HTTP 3
Benefits of HTTP/3
HTTP/3, the latest version of the Hypertext Transfer Protocol, makes very deep changes to how HTTP connections are made in an effort to reduce latency, especially at the beginning of a connection.
Reliability and Encryption
The fundamental improvement of HTTP/3 is that, instead of using TCP for reliable transport and TLS (within TCP) for encryption, it uses QUIC, which combines both reliable transport and encryption in a single protocol. This reduces the number of round trips needed to establish a connection, which is especially important for mobile devices. Once the encryption/reliability layer is established, the HTTP/3 layer functions roughly the same as HTTP/2, with a few features that weren’t particularly useful left out.

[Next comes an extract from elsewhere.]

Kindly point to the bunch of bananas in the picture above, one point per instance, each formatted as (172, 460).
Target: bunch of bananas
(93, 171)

Remaining (and new) challenges
Beyond the standard challenges of rolling out a new protocol worldwide (getting it into browsers, getting it into servers), there are some specific challenges to HTTP/3:
Connection Negotiation: H/3 is intended to be gradually rolled out,
rather than the impossible challenge of someone flipping a switch and suddenly
everyone using H/3 exclusively instead of H/1.1 or H/2. Thus, when a browser
connects to a server, it will always try to use the most widely supported
protocol first, which is H/1.1. If the server supports H/3, it can send an
Alt-Svc
header indicating that H/3 is available, and the browser can try again
with H/3.
This is incredibly sub optimal though! The whole point of H/3 is to reduce latency, and this negotiation process adds even more latency to H/3 than even an HTTP/1.1 connection. This is why there are efforts to incorporate H/3 negotiation into the DNS response itself for a given domain, so that the browser can know how to connect to the server as part of looking up the IP address from the domain name.
Middleboxes are also a problem. Many networks have devices that inspect and modify traffic (firewalls, proxies, etc.). Much like with H/2, these devices may not understand QUIC, which could lead to connection failures or degraded performance. The problem is worse for HTTP/3 though, as many of these middleboxes are not equipped to handle UDP traffic, which QUIC uses.
The main benefit of UDP
Because QUIC and the HTTP/3 protocol are being used in tandem to deliver messages from different request and response streams, the “single in order byte stream” guarantee from TCP does not apply, and the HTTP/3 layer can continue processing incoming packets for other streams while waiting for lost messages to be resent. In this situation, only the specific stream that lost packets has to wait for the retransmission, and the others can still be processed.